Es gab eine Zeit, da war Star Wars einfach nur Star Wars, ein zum Leidwesen mancher Filmfreunde sehr präsentes, aber nicht unumgehbares Phänomen. Neue Episoden liefen höchstens alle drei Jahre im Kino, zwischen der Ur- und Prequel-Trilogie lagen beinahe zwei Dekaden. Das große Drama der Familie Skywalker animierte uns, die alten und nicht gar so alten Filme wieder und wieder zu entdecken, im Modus reiner Sentimentalität oder der Neugier auf ihre mal mehr, mal weniger angemessen präsentierten Versionen. "Star Wars Feeling" lag nicht in den Filmen selbst, es ging aus der andauernden kollektiven Beschäftigung mit ihnen hervor. Eine Generation von Fans wurde geboren, bei deren erster Kinobegegnung mit Darth Vader es sich recht wahrscheinlich um die Wiederaufführung eines schon vertrauten Kapitels der Weltraumsaga handelte. Einfach nur Star Wars also war Star Wars andererseits nie. Glücklicherweise.

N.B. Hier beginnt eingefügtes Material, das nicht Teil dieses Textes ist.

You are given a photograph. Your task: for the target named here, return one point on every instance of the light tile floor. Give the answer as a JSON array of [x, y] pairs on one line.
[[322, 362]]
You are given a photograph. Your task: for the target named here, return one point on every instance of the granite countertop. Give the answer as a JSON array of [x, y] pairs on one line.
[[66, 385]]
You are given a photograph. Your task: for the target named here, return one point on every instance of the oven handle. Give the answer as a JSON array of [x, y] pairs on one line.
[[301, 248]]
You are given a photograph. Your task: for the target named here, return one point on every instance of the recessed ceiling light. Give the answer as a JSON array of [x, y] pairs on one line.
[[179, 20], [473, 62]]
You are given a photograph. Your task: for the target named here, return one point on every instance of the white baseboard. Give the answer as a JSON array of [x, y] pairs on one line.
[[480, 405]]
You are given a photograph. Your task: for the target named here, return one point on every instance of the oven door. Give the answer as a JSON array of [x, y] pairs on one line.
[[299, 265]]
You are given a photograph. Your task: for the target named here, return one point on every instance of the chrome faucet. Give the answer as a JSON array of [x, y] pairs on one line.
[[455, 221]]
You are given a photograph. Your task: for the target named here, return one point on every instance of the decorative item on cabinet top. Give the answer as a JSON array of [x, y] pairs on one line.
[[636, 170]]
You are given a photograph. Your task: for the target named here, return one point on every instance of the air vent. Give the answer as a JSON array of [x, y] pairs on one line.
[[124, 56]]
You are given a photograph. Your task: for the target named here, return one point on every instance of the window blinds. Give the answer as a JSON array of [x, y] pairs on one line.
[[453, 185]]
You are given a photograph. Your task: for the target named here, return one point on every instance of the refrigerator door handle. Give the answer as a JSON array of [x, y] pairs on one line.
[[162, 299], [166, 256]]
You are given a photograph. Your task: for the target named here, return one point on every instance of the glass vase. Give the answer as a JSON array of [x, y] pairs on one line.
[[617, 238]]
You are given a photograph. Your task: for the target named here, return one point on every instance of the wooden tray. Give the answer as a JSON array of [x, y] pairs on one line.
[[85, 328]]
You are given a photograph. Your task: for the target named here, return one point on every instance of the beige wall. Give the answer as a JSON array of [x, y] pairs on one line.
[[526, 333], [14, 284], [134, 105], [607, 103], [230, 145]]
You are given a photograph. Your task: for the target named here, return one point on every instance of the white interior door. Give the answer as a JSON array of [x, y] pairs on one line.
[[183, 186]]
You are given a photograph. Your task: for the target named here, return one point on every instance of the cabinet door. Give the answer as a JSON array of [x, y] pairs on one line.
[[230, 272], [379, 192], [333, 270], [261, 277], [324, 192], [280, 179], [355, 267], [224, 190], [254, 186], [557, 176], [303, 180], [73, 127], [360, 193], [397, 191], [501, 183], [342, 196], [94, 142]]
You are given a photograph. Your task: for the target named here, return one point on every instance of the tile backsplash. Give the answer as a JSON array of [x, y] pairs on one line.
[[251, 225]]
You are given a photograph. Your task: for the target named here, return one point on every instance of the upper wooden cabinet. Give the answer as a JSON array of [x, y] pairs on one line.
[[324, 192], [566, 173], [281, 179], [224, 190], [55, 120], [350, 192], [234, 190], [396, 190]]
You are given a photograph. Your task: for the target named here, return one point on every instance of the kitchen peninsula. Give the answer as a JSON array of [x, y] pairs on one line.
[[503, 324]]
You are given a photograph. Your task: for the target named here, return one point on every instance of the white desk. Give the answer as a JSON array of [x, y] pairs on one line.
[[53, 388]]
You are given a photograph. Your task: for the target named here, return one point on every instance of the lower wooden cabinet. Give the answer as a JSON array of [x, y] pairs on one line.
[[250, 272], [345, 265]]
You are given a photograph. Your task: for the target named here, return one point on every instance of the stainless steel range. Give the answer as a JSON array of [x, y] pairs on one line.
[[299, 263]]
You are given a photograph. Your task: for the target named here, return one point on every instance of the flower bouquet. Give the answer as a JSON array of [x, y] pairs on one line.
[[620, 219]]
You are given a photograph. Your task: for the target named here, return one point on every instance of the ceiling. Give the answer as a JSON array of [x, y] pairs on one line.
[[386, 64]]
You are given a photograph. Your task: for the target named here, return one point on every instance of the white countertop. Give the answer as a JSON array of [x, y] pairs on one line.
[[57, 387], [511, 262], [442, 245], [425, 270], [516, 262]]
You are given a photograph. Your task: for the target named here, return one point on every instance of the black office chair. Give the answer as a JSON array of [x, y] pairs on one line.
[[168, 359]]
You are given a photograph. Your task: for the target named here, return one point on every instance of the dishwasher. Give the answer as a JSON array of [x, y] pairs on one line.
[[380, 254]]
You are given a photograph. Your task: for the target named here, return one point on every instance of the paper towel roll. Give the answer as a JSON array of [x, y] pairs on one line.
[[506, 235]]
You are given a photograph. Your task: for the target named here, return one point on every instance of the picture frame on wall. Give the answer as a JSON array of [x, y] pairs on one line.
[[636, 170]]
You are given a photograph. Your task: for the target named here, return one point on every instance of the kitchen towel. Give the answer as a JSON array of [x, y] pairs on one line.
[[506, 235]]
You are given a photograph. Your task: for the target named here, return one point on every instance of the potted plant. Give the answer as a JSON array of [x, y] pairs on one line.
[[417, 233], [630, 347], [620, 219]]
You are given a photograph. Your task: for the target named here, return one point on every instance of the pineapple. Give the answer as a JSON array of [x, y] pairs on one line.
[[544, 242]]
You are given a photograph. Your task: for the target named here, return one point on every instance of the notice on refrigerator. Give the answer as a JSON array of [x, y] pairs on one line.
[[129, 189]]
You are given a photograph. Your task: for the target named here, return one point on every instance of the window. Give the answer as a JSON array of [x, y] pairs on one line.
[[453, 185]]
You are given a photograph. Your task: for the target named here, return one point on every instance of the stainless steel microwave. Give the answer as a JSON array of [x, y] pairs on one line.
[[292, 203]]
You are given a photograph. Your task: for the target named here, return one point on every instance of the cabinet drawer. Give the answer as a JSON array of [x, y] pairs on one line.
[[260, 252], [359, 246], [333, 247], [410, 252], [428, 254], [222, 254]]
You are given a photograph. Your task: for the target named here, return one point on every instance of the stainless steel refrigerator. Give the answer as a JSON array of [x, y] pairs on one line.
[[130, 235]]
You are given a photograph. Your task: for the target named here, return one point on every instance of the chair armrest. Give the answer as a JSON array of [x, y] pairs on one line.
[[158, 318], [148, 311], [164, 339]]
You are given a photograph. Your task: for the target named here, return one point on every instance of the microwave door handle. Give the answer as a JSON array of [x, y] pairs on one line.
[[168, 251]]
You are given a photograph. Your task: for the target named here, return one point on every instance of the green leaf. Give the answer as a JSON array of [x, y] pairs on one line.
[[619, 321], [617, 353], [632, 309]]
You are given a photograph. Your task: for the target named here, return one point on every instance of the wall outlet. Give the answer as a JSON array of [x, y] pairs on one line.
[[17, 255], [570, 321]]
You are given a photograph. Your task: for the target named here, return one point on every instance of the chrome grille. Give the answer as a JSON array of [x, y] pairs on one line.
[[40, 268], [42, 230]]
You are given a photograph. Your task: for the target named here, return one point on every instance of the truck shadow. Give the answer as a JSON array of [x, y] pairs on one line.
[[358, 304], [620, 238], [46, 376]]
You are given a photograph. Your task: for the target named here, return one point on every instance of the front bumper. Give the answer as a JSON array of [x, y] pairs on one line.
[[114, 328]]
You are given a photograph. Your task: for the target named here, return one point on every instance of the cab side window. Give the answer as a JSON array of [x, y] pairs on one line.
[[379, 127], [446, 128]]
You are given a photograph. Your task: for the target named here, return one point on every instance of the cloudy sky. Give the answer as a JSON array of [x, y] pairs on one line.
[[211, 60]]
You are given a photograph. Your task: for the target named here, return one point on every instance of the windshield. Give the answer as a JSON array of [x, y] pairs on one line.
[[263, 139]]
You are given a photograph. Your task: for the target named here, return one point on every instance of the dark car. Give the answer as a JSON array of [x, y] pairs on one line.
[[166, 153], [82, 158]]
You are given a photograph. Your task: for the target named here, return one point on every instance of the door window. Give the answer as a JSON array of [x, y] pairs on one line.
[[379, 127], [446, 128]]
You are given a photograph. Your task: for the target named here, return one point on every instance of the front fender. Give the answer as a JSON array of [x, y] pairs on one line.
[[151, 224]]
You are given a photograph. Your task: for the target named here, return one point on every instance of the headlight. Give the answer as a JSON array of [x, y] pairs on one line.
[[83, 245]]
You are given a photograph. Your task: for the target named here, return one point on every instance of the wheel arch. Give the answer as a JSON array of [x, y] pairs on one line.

Jedes Jahr, pünktlich zu Weihnachten, kommt jetzt ein neuer Teil in die Kinos, zwei sind es bereits und zweihundert könnten es werden. Im Kleinen wollen sie fortsetzen und ergänzen, vervollkommnen und abschälen, was die von George Lucas mit sechs Filmen in knapp 20 Jahren erschaffene Fantasie noch an Storygemüse hergibt. Im Großen geht es schlicht darum, bekannte und liebgewonnene Gefühle abzurufen. Die Sequel-Trilogie und Prequel-Ableger ("Star Wars Anthology") bewegen sich erzählerisch vor und zurück. Was einmal der Stoff nett gemachter Fanfilme war, die Ausschmückung von Leerstellen oder Hinzuzdichtung nicht allzu entscheidender Details, ist bei ihnen Hauptprogramm. Das Phänomen Star Wars soll kein umgehbares mehr sein, von Januar bis November bringt noch die irrelevanteste Neuigkeit viel Aufmerksamkeit. Seit Lucasfilm seine jungen Regisseure bzw. Erfüllungsgehilfen fast monatlich vor die Tür setzt, läuft es besonders gut.

Das Erwachen der Macht: "Chewie, we're home"

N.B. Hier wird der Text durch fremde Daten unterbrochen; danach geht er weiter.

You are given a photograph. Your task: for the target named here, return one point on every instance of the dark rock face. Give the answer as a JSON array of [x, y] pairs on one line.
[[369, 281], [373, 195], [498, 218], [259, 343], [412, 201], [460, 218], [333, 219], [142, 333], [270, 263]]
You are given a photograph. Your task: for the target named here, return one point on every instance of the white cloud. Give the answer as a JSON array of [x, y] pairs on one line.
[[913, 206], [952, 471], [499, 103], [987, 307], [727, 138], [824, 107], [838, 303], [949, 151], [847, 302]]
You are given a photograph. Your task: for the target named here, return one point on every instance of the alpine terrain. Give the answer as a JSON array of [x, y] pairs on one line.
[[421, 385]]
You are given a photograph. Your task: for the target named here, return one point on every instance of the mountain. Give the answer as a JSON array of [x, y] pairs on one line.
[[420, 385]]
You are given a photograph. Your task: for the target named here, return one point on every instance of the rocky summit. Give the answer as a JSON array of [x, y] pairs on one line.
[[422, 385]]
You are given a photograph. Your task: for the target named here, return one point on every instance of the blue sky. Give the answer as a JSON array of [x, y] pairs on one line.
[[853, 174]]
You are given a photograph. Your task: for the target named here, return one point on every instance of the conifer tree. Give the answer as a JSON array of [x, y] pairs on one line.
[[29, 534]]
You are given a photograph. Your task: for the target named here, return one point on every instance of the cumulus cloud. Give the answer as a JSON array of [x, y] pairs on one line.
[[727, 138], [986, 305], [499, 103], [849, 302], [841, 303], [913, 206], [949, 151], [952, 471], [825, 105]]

Viele der Analysen und Bestandsaufnahmen, die zum scheinbaren Chaos im Hause Star Wars das Internet volltexten, fragen sich, ob Disney die fortlaufend von Produktions- und Personalschwierigkeiten überschatteten Sternenkriegsabenteuer jüngeren Zuschnitts noch im Griff hat – und welche Pläne der Konzern mit dem erworbenen Lucas-Imperium überhaupt verfolgt. Als sei Star Wars nicht immer schon Produzentenkino im Sinne reiner Firmenidentität gewesen, werden die Regiewechsel mit offenbar großer Sorge um die künstlerische Integrität der Auteur-Oase Disney kommentiert. Lucasfilm-Präsidentin Kathleen Kennedy aber weiß sehr genau, was sie tut. Die personellen Umstrukturierungen zeigen eigentlich nur, wie wirksam sie die Verwaltung der ihr anvertrauten Produktpalette gegen gestalterischen Eigensinn oder unvorhergesehene Kreativität verteidigen kann. Wer die neue alte Idee von Star Wars nicht teilt, muss eben gehen.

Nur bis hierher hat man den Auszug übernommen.